Чем больше Добрыня погружался в финансовые бумаги, тем яснее ему становилось, что все получаемые дворниками деньги, включая бесконечные премии и безвозмездную помощь, получал лично директор Иванов Иван Иванович.
Веселый бухгалтер ухахатывалась от его комментариев. Она пришла работать в театр недавно и видела во всем только комедийную составляющую. Она родилась в начале нового века, и ей не приходило в голову, что за все это веселье ее могут сослать до конца ее жизни на лесоповал поближе к Ледовитому океану.
И вообще она влюбилась в Добрыню.
Параллельно с репетицией в большом зале собралась остальная труппа. Прошли слухи, что весь репертуар закрывают. Актеры потребовали объяснений. Завлитка зашла в репетиционный зал и попросила прервать репетицию. Добрыня отказался и попросил больше не мешать.
В большом зале стояла траурная тишина, изредка нарушаемая выступлениями, – их текст давно известен, не стоит повторяться.
Обратились к директору, но Иван Иванович попросил заниматься делом, а не ерундой. На следующий день у него была назначена важная встреча, где он собирался взять реванш.
А репетиция шла хорошо. Антиидиоты резвились, как дети, женщины даже помолодели. Добрыня азартно показывал, бегал, смешно пародировал известных киноартистов. Взрывы смеха, доносящиеся со сцены, контрастировали с настроем большого зала.
После репетиции, игнорируя собрание, Добрыня заглянул к директору и попросил вызвать к нему всех дворников. У него появилась идея.
– Зачем восемь? – не понял Иванов. – Так много?
– Всех, кто у нас числится, – легкомысленно пропел режиссер и, удаляясь, добавил: – только в униформе, как положено, и с лопатами, нет, лучше с метлами.
В общежитии, где временно обитал режиссер, было пусто. В комнате Добрыни стояло шесть кроватей, застеленных красным кумачом, как могилы коммунистов, погибших за правое дело. Отопление не работало, несмотря на холодный сентябрь, сортиры были сломаны, замки не запирались. Накрыв себя шестью кумачами, режиссер строил планы на будущее. Сговор с дипломным курсом у него был в кармане.
Утром в театре его поджидали дворники: одетые «в подбор» театральных костюмов, у одного даже была дореволюционная бляха.
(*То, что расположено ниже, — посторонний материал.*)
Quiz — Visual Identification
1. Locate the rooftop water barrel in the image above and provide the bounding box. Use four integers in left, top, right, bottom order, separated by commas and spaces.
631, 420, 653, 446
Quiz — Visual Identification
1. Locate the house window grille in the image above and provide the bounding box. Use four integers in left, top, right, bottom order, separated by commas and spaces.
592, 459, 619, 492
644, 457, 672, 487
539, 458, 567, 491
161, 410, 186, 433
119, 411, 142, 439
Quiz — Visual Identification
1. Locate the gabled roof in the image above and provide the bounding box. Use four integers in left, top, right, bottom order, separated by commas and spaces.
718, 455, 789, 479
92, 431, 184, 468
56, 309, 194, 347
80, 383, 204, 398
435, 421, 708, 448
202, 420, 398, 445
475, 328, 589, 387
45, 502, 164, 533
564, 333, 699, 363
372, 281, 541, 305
Где их откопал Иванов? Из каких отбросов? Единственный, на кого можно было смотреть, был Абдусалам. Он был неподвижен, как Будда, и опирался на совершенно новенькую ладную метелку.
У остальных были метлы поношенные, наспех собранные по соседним дворам. Вот такой кастинг.
– Ну и что мне с вами делать?
Перепуганные бомжи смотрели в пол.
– Вынесите все декорации во двор и сожгите.
Директору донесли немедленно, но он ждал завтрашнего дня. А за декорации новоявленный главреж еще ответит по полной.
На следующее утро на доске объявлений появился приказ об увольнении – огромный список, вся труппа за исключением участниц «Антиидиота», в конце списка скромно стояло: Иванов Иван Иванович. За подписью Добрыни Исааковича Гутермана, главного режиссера театра имени Михаила Щепкина.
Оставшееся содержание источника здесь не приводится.